Testing for throughput

Executing stress tests | Testing for concurrency

Testing for throughput

The preferred approach for stress testing a system is to stick to the realistic think time and gradually vary the number of virtual users so that the throughput exceeds the expected peak throughput (TP), then reaches the throughput level corresponding to the maximum business capacity (TP), and, eventually, reaches the breaking point (Tx) after sustaining the maximum system capacity (TC).
For more details and a graphical representation of the above statements refer to 20.4, Typical performance characteristics of a WebSphere Commerce site.
This approach will give you realistic test results that are easy to interpret. The increase in throughput will be accompanied by an increase in CPU consumption, eventually maximizing the CPU when maximum throughput is achieved (TM).
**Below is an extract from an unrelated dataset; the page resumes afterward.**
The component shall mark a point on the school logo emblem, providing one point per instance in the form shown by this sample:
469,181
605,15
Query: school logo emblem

However, in case you are testing on a test environment that is not as powerful as your production environment and you find that you are limited by your test hardware such that you are not able to increase the number of virtual users to take the system to the breaking point (Tx), then an alternative would be to decrease the thinktime. Decreasing the think time in your test scenarios way past the expected think time is akin to increasing virtual users way past the expected value. You can even turn your think time down to zero to maximize the stress on your site for a given number of virtual users.
This approach also benefits if you need to maximize your CPU consumption and throughput very quickly, instead of having a long trial and error process. However, the trade-off for this approach is the lack of ready-to-use test results. You would need to scale the results that you get from this test methodology so that you can interpret the corresponding behavior on your production environment for more realistic scenarios.
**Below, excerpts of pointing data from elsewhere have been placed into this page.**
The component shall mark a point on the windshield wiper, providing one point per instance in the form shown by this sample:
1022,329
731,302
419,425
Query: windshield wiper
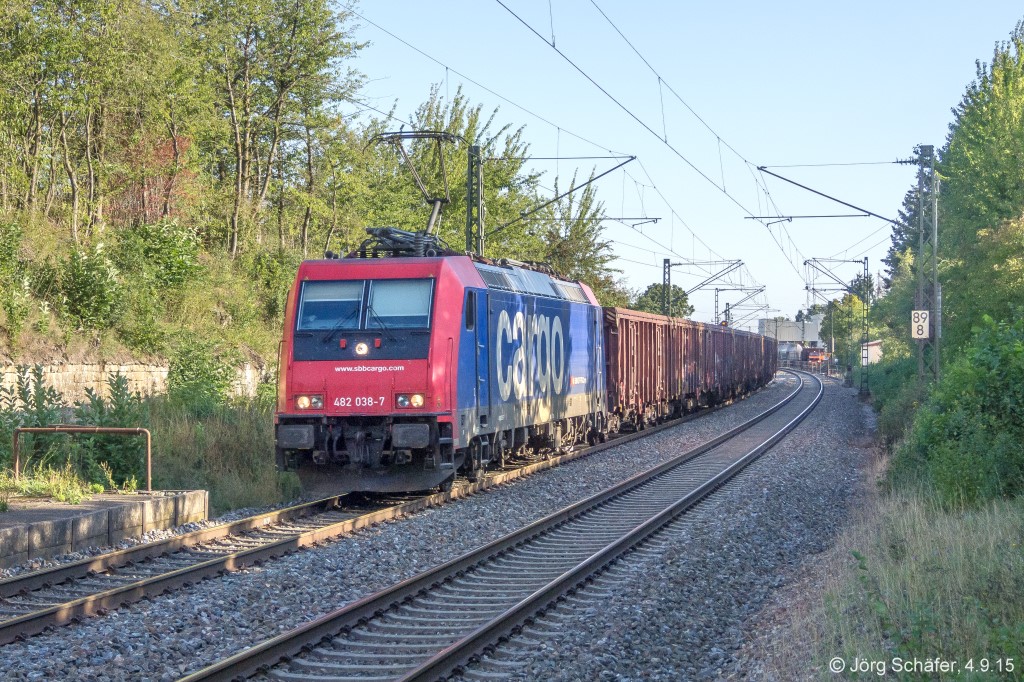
340,326
382,325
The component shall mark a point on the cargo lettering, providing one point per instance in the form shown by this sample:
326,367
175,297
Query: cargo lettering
542,337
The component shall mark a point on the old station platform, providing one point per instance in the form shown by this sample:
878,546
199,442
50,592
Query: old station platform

Such a scaling activity would require running a few experimental test cases and interpreting the results to come up with a scaling factor. Most of the time, especially for small and medium sized customers, such a scaling may turn out to be a linear factor. Any such scaling would need to be repeated with any major change in your system hardware, software, application, data, or even scenarios.
Once the system has reached maximum throughput (TC), the response times of further client interactions may not be relied upon. In our testing we find that WebSphere Application Server scales to increase in workload extremely well. So, although WebSphere Application Server handles all the additional work given to an application under stress, the queuing-up of workload leads to longer response times. For example, as the number of virtual users keep increasing and there are no more CPU cycles to accommodate this additional workload, then each virtual user gets a smaller and smaller time share of the CPU, driving the response times higher.
These response times may be unacceptable for shoppers or users of the site.
So, although the above approach provides you with an easy mechanism to stress the system and to look for bottlenecks, it still leaves the question of observed response times unanswered.